Stanno tornando, gli stranieri, malgrado i tamponi e la quarantena, si va in Italia, chi vuoi che controlli… Tedeschi e Svizzeri soprattutto, molti camper, viatico per l’indipendenza, e biciclette appese sul retro. Non mancano gli eccentrici in decappottabile arancione o i parvenus scesi a sfoggiare ricchezza: tre Ferrari del Canton Ticino sfrecciano in serie sulla terza corsia e non c’è testa che non si giri.
Si girano, le teste, anche a Reggio Emilia, incuriosite dalla Stazione Mediopadana, quel bruco bianco che il talento piacione di Calatrava fa correre lungo l’Autosole. Ogni volta mi chiedo se ne avessimo davvero bisogno e se non potessimo appaltare i lavori a un connazionale, ancorché non archistar.
Altre occhiate sui lati instillano la convinzione che siamo sì popolo di poeti, santi, navigatori – e architetti – ma pure di salumieri. Da Reggio a Bologna si snoda una trafila di aziende d’insaccati, alcune note, altre meno; mi colpisce la Veroni, sotto la cui insegna campeggia “dal 1925”. Il dettaglio temporale mi obbliga a riflettere sul concetto di longevità, spesso sovrapposto al concetto di qualità: quella scritta ci vuole raccontare che, siccome il cavalier Veroni – l’avranno fatto cavaliere – e i suoi figli hanno tenuto botta per un secolo, i loro culatelli sono buoni. Come se io andassi in giro con un cartello al collo, “Andrea Negro, dal 1969”, a garanzia del mio spessore di uomo.
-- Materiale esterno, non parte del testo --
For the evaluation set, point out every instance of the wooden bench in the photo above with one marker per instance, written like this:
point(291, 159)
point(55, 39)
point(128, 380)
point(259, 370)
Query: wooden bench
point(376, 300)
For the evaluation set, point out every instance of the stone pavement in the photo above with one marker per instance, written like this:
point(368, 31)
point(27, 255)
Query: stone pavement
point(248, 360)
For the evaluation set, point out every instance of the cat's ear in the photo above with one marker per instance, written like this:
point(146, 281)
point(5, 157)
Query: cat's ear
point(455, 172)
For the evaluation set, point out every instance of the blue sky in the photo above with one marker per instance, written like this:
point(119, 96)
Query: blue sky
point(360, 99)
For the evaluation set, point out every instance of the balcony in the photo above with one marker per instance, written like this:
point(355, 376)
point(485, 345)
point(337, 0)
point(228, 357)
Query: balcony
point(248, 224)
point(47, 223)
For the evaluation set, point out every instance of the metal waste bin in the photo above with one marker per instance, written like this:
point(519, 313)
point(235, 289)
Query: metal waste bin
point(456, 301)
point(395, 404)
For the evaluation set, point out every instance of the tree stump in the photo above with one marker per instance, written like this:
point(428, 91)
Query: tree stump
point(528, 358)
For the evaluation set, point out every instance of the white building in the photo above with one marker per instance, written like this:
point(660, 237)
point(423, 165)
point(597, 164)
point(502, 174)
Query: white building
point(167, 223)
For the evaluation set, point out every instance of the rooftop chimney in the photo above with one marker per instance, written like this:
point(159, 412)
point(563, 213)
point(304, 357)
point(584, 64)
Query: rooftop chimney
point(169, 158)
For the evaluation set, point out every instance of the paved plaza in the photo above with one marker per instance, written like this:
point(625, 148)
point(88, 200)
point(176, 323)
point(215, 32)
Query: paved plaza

Fontana del Nettuno, Bologna
Abbandono le elucubrazioni gastronomico-esistenziali attratto dalle figure di uccelli dipinte sui parapetti ai bordi della strada: se decorazioni, sono piuttosto modeste; forse servono a dissuadere gli uccelli veri dallo schiantarsi sulla plastica delle protezioni, magari pensano che quel territorio sia già occupato da altri volatili. Provvidenziale si squaderna la tangenziale di Bologna, a interrompere le derive dei miei dubbi.
Stranamente non è intasata, come di norma a luglio. Però è calda, il display del Beverly segna 38°, se mi avventuro in autogrill, mi sciolgo. Tiro dritto, a Casalecchio di Reno riconosco l’ennesimo parallelepipedo gialloblu, il terzo baraccone dell’Ikea, dopo Corsico e Parma: stupefacente quanto fatturato generino quattro assi di truciolato, da montare da soli peraltro.
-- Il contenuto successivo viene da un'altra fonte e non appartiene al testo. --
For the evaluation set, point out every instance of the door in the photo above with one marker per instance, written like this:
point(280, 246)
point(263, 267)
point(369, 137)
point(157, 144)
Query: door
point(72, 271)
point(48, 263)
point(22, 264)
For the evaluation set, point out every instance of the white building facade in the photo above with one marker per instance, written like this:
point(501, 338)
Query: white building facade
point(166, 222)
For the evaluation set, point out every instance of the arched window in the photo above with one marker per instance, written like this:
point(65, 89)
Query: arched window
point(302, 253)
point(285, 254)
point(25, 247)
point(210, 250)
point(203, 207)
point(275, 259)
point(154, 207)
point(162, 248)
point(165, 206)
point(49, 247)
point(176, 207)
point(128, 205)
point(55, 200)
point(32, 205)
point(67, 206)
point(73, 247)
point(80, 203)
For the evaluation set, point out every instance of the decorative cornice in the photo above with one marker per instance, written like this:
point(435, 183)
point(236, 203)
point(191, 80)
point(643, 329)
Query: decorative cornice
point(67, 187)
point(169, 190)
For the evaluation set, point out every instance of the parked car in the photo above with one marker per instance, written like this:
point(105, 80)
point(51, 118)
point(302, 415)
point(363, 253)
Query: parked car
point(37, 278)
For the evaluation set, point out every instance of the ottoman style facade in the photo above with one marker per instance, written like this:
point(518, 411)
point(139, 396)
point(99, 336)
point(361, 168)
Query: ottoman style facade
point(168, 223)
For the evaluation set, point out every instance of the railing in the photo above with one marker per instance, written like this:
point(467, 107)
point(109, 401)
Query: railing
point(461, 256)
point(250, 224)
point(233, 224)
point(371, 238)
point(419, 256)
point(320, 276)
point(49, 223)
San Lazzaro di Savena – uno dei miei svincoli preferiti, insieme a Terre di Canossa e Val Vibrata – chiude la tangenziale bolognese e introduce la A14, l’Adriatica: nei centotredici chilometri di tratto romagnolo fino a Rimini, spariscono le città, tanto immanenti sulla A1 emiliana. Il conglomerato urbano più ampio è Forlì, come ogni paesone di provincia aggrappato alla piazza centrale; niente a che vedere con l’opulenza di Parma o Modena, per non dire dei portici e delle torri di Bologna.
Piazza Aurelio Saffi, Forlì
Sono i frutteti a dominare il paesaggio, e gli autodromi, questa è terra di costruttori e piloti, gente sanguigna, temeraria, ruvida, Benito era di qui. Nel regno della velocità, io vado piano, mi godo il sole che intanto scivola alle spalle e, con la coda dell’occhio, controllo che siano sempre lì, a destra, gli Appennini. Scuri e stondati, scorrono insieme all’autostrada, la accompagnano fino al mare.
Un cartello mi informa che a Gambettola hanno creato la Wellness Valley, sarebbero le terme, ma vuoi mettere. Poco dopo viene segnalata un’altra valle, quella del Rubicone, e mi stuzzica la tentazione di puntare il fiume, oltrepassarlo e minacciare Roma in groppa al mio cavallo a motore. Ma non ho il piglio di Giulio Cesare, il mio “alea iacta est” si è concentrato sull’apertura di un bed&breakfast, non posso che resistere alla digressione militare. Anche perché è iniziata la discesa, da Cesena la strada ha preso a inclinarsi, morbida, e ora mi rotola senza gravità verso l’Adriatico.